Even Dr. Payne (Kevin Michael Richardson) knows something is wrong and refers the family to Dr. Lord, who is a behavioral psychologist. Dr. Lord mentions that CeCe performed above average but she has concerns about BeBe. Immediately Oscar becomes edgy and Trudy becomes anxious. Dr. Lord explains that BeBe appears to be on the autism spectrum and is currently “low support” (the amount of support the individual needs due to the condition). She says that can fluctuate throughout his life, but for now they just need to know that he may need a different kind of support. 

Though this is the episode that focuses on BeBe’s autism diagnoses, there have been hints dropped throughout the season. And having Holly Robinson Peete voice Dr. Lord was no coincidence. In the credits she’s listed as “consultant.” That’s due in part to her son RJ who was diagnosed as being on the autism spectrum. 

“If I saw a family with this journey after my son’s diagnosis, I would have had so much more hope!” Robinson Peete told TV Insider. She and her family star in the Peacock unscripted series Meet the Peetes. In many ways the show puts a humanizing face on those dealing with autism and their caretakers. It’s even more impactful because the family is Black. 

Did you know that Black children are on average diagnosed three years after their parents have expressed concerns? And one and a half years later than white children after several more visits. Some suggest a “cultural divide” between African Americans and mainstream healthcare providers, others allege racism, and others attribute it to the stigma mental health has, especially in African American families. Regardless of the issue, it points to a need for more accurate representation of people of color on the autism spectrum. 
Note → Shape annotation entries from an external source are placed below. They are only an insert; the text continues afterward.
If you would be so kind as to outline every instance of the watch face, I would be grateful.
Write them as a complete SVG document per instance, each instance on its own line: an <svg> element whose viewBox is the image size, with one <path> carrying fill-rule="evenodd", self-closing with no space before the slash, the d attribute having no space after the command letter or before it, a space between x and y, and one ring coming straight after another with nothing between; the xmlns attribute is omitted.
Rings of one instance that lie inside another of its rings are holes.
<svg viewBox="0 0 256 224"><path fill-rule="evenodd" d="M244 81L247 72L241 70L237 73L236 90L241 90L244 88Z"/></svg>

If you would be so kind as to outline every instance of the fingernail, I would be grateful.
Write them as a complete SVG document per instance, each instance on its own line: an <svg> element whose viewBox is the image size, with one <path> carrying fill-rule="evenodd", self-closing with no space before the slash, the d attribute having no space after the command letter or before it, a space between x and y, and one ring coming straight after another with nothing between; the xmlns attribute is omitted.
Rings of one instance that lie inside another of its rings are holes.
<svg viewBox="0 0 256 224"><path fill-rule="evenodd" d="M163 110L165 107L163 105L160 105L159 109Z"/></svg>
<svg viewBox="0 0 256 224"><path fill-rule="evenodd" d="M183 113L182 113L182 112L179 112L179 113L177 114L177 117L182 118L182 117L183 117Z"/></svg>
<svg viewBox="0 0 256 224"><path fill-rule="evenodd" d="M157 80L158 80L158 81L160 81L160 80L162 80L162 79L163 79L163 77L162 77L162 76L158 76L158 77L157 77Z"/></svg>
It appears to be starting first with children. Characters like AJ Gadgets from Hero Elementary, Max on Daniel Tiger’s Neighborhood and of course BeBe are making their mark on young minds and their families. While it’s important to note that very few of these characters are girls, it is nice and refreshing to see it at all. BeBe’s voice actor, Aiden Dodson, is on the spectrum himself. It’s a great path to seeing opportunities for young actors who are autistic. 

Not that long ago these characters would be hidden, or just written off as being “weird” or “different.” Knowledge is power, and giving these children a voice to say what they may not be able to points to a goodness that can be easily overlooked. Let’s face it, autism isn’t going anywhere, and more and more families are dealing with members on the spectrum. Yes, even in Black families!
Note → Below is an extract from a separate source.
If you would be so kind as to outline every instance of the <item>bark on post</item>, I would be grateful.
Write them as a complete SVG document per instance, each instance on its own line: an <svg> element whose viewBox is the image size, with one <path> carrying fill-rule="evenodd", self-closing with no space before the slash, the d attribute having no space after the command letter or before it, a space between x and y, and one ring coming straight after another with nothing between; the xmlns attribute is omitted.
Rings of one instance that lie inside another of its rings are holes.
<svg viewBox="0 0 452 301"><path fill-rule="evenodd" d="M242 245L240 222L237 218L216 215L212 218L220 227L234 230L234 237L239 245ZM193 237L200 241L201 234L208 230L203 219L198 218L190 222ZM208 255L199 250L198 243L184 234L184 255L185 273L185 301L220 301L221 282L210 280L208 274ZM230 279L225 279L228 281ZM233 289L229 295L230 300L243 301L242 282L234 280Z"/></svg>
Tisha Campbell’s son Xen was diagnosed early. Shawn Stockman of Boyz II Men has a son, Micah, who is autistic, and Toni Braxton’s son Diesel was diagnosed as a toddler. It’s not necessarily that more people are autistic, but rather more people are finally able to put a name to understanding the way they learn. 
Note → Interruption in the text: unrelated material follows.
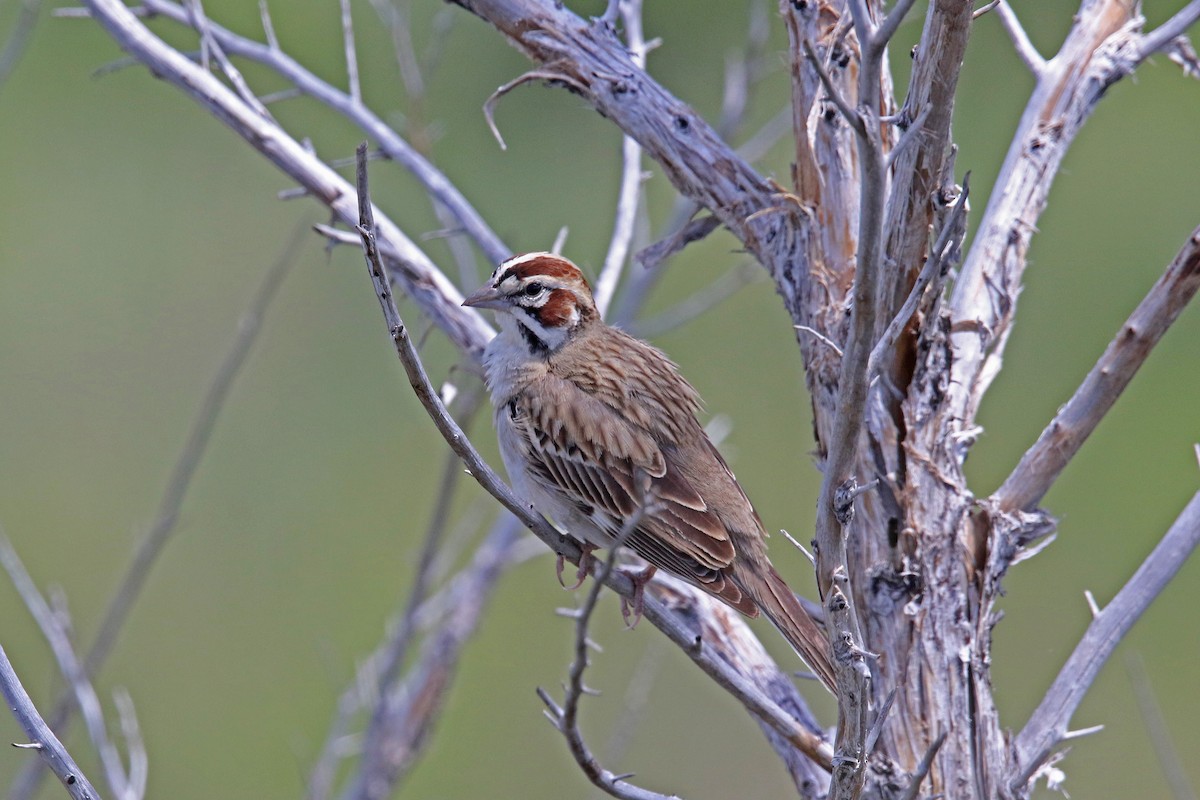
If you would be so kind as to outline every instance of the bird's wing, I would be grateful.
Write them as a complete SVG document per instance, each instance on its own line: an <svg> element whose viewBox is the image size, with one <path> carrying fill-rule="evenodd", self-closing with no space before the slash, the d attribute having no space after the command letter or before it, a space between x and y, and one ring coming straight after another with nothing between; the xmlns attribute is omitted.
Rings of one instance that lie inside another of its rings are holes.
<svg viewBox="0 0 1200 800"><path fill-rule="evenodd" d="M649 504L625 540L638 555L754 615L728 579L730 531L676 463L676 450L613 405L553 374L509 403L534 480L612 536Z"/></svg>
In The Proud Family, BeBe processed pain differently than expected. But he still became hurt. Simply ignoring the problem or, worse, refusing to see it, ends up causing more trouble and offers no real solution. 

In more adult shows, we’re also seeing a rise of autistic characters though again, the number of Black characters is small. There was Dean (Harrold Perrineau) on the beloved series, Claws. There was some criticism of him playing the character and the choices he made, but overall many were happy to see the representation. There are even characters who are diagnosed after the fact like Maurice Moss (Richard Ayoade) on The IT Crowd, who exhibited enough autistic qualities that the neurodivergent community embraced him readily. 

Given that the other examples are Crazy Eyes from Orange Is the New Black and Kanye West, I think it’s more than safe to say that representation is needed before we slip back into the caricature we’ve seen employed in other projects. Today’s characters are not without their flaws, but that’s what makes them human and relatable. 

During Autism Awareness Month, take some time to appreciate these characters that champion for diversity, representation and inclusion.